Cae Trump ante Putin, no ante sus seguidores - Concepción Badillo | La Crónica de Hoy
Facebook Twitter Youtube Martes 17 de Julio, 2018
Cae Trump ante Putin, no ante sus seguidores | La Crónica de Hoy

Cae Trump ante Putin, no ante sus seguidores

Concepción Badillo

Lo más seguro es que casi nadie en Estados Unidos recuerda el encuentro  Obama-Putin en Los Cabos, en el verano de 2012. Y es que por fortuna  para todos los involucrados  fue una reunión totalmente diplomática y que pasó sin pena ni gloria. En cambio, el encuentro del presidente Donald Trump con el líder ruso este lunes, ha pasado a la historia, sólo que por razones equivocadas y avergonzantes.

Trágicamente para Estados Unidos la reunión cumbre Putin-Trump que tuvo lugar en Helsinki, Finlandia, es  efectivamente, ya histórica y será siempre recordada como el día en que el llamado líder del mundo libre, el presidente de la única superpotencia, se rindió, bajó la cabeza como un siervo  frente al adversario   más peligroso de su país.

Increíblemente, el jefe de la Casa Blanca se alineó del lado de Vladimir Putin y en contra de su propio país, de sus instituciones y de su gente. Entre otras aseveraciones, calificó la investigación sobre un posible involucramiento ruso en las elecciones que lo llevaron al poder como “un desastre”. Sugirió que el FBI es un organismo inútil y corrupto con integrantes que, añadió, “son una verguenza” mientras que no tuvo una sola crítica para Rusia o su polémico gobernante, considerado por muchos como tirano y dictador.

 Sin embargo, por alarmante que haya sido la actuación de Trump, no debería sorprender a nadie, todos estábamos ya prevenidos. Trump sólo hizo lo que anunció en campaña cuando se mostró abiertamente pro Putin y pro Rusia por arriba de los intereses estadunidenses. Su actuación esta semana incluyó también insultos a los líderes europeos,  en particular a la canciller alemana Angela Merkel y a Theresa May, primera ministra de Gran Bretaña, el aliado mayor y tradicional de los Estados Unidos.

En la gira del controversial Jefe de la Casa Blanca no faltaron tampoco las críticas y regaños hacia la OTAN u Organización del Atlántico Norte, que garantiza en mucho la paz mundial y dijo que la Unión Europea es enemiga de Estados Unidos cuando en realidad sin ellos, este país estaría solo y aislado.
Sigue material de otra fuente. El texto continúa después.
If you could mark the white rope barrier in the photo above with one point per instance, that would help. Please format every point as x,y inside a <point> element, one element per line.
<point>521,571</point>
Por si fuera poco, mostró su descortesía, altivez e ignorancia ante la reina Isabel II  del Reino Unido, haciéndola esperar y luego caminando por delante de ella, quien gentilmente accedió a recibirlo, a pesar de que su visita a Londres provocó una de las más grandes manifestaciones de protesta que se han dado en la capital inglesa.

En resumen, el viaje fue un desastre. Pero no podía esperarse otra cosa. Fue sólo otra consecuencia de su elección. Si creíamos que oírlo hablar de tocarle la vagina a las mujeres era el colmo, no lo fue. Luego vino su defensa de los supremacistas blancos, las jaulas para niños inmigrantes y ahora el hablar pestes en el extranjero de su propio pueblo, olvidando el principio universal en política exterior para cualquier nación, de que los trapos sucios se lavan en casa.

El presidente ha demostrado que tan lejos puede llegar para ser amigo del enemigo mayor, alguien a quien aquí se acusa de haber intervenido en el proceso  electoral y atacado la democracia, una de la que tan orgullosos se sienten sus conciudadanos. Es obvio que lo mejor que le puede suceder a este país es que no se den más encuentros entre Putin y Trump.

Sin embargo, a pesar de las críticas en ambos partidos, algunas bastante fuertes como la del senador republicano  por Arizona, John McCain, quien ha dicho que “la actuación de Trump en Helsinki es quizás la más vergonzosa de presidente alguno de que se tenga memoria”,  la realidad es que no pasará nada. Aún si los mismos líderes republicanos se pusieran en su contra, que no lo van hacer, los electores derechistas están con Trump y eso es lo que guía y dicta sus acciones.

Trump tiene un nivel de aprobación en general de 42 por ciento, es bajo pero es el mismo que tenía hace un año, aun antes de tanta estúpidez y es similar al que tenía Barack Obama a estas alturas de su presidencia.

Dentro de su propio partido, Trump es sorprendentemente aún muy popular, con noventa por ciento de aprobación, es de hecho uno de los presidentes republicanos más populares y admirados en la historia de este país. Difícil de imaginar que más podría hacer o decir el mandatario para caer de la gracia de sus fanáticos seguidores. Él mismo ha dicho que aun si mata a alguien en medio de la Quinta Avenida neoyorquina, estarán con él. En esto desgraciadamente tal vez tiene razón.